The Flames aren’t there yet, but they’re close. With so much of the season left, and the way their play has improved as of late, they could very well clear that hurdle. Right now, they’re 18th in the NHL; a little over 50% gets them into the upper half.
Last season, the Flames were a 47.97% team. That’s bad; they were 22nd in the NHL in that stat and finished with the sixth overall pick. Since then, at least for now, they’ve shot up 1.5% – a very important step forward.
This, to me at least, would indicate a team that needs to be taking that next step forward – with caution, because they aren’t even close to being out of the woods. If the Flames are getting noticeably better, then they may be at the point where another high pick isn’t their most pressing priority; this current group – and specifically, its core players – proving they can take things to the next level is far more important.
But it’s going to have to be on their backs to prove it.
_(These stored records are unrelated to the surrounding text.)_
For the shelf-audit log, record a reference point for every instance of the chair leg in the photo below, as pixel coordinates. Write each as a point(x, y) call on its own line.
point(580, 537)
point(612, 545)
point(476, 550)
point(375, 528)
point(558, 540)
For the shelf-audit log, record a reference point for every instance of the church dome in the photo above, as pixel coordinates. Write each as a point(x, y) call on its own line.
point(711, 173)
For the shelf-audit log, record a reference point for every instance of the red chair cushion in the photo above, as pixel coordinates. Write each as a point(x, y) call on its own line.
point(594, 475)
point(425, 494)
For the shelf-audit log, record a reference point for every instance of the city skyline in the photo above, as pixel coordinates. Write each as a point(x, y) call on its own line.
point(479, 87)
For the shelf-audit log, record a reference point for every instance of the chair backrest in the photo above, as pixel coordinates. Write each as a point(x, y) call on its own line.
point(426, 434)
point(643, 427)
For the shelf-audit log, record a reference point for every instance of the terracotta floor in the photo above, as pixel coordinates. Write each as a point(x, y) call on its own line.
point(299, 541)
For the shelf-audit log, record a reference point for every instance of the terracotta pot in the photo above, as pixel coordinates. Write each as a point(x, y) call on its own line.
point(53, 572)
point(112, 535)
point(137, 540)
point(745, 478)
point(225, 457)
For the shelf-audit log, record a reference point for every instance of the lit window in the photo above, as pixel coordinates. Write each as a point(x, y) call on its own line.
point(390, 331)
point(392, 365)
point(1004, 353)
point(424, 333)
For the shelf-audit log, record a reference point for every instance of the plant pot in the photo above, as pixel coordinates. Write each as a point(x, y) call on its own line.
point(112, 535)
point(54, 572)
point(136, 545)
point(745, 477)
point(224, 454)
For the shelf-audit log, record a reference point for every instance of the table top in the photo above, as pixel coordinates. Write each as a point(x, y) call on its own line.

In 2014-15, Brad Treliving wasn’t buying the teams’ success; he was right not to, because that mild selling at the deadline netted them the extra picks they needed in order to trade for Dougie Hamilton and draft Oliver Kylington. The former is a crucial piece, the latter has the potential to be. That was worth far more than a couple of extra games with Curtis Glencross ever would have been, even in the midst of a playoff push.
And as much as the Flames look to be improving this year, and as much as we’re running out of time for this current group to take that next step forward, they still don’t look like a surefire playoff team. The 2014-15 approach is probably going to be the correct one again: sell off what you can, and tell the group that isn’t going anywhere that it’s up to them to prove whether they’re taking that next step forward or not.
Whether they can or not will be what determines if this season was a success. Even if they don’t make the playoffs, as long as they at least look like they can next season, then they should be in a good spot.